The second term to define is 'Disposal'. In normal terms of human waste, this means stashing it somewhere, until it can turn into a nice compost, and feed a forest. It might have heavy metals, bacteria and such, but the trees can take care of it. For radioactive materials, it is the same principle -- stash it away until the next exposure to humans isn't any worse than the million other things that vex us. Those who have extreme views spread that to mean until every atom of hot Plutonium turns into lead, which isn't that great a thing. The rational view is to wait until the waste decays down to the level natural uranium ore, and cosmic rays. We humanoids have been exposed to radiation for 7 million years, and have evolved ways to deal with it.
-look up effects of radiation, look up natural sources, look up radiation release by burning coal.
As with all new things, the history of radiation disposal has many horror stories. The first was Radium, which allowed you to see your watch at night. This was eaten by the dial makers, and thrown out in the back ditch. It had dire consequences.

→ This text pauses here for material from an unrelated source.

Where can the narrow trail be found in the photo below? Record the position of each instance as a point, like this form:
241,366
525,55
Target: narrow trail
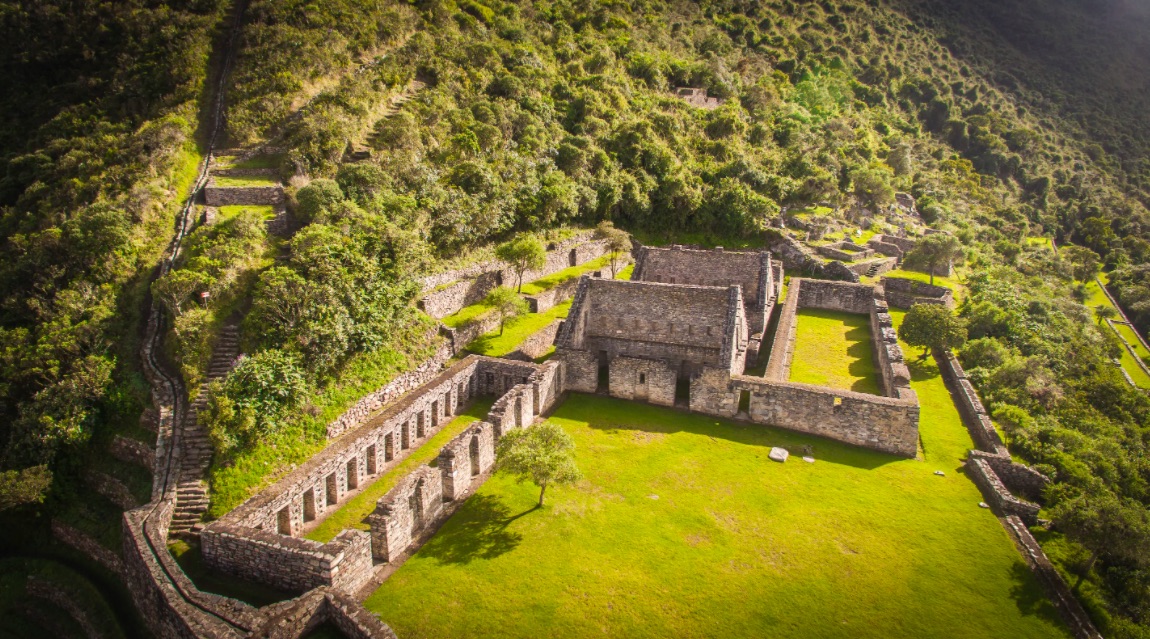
165,383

-look up Radium contamination.
Enough people got sick that we knew we had a problem. Then came the second thing about radioactivity -- it is so easy to detect, down to the smallest amounts. Try that with lead! By these sensitive detection methods, we found that all the radioactive material that we dumped in the back woods was coming back at us! The radionuclides loved to travel in the groundwater, animals dug it up and pooped radioactivity everywhere.
-look up Hanford, radioactive groundwater plumes, Geiger Counter, glowing bunnies.
And remember, we are confining ourselves to Radioactive Waste, not contamination, such as with atomic bombs. Contamination is something that has to be cleaned up, disposal is what to do with it after it is cleaned up.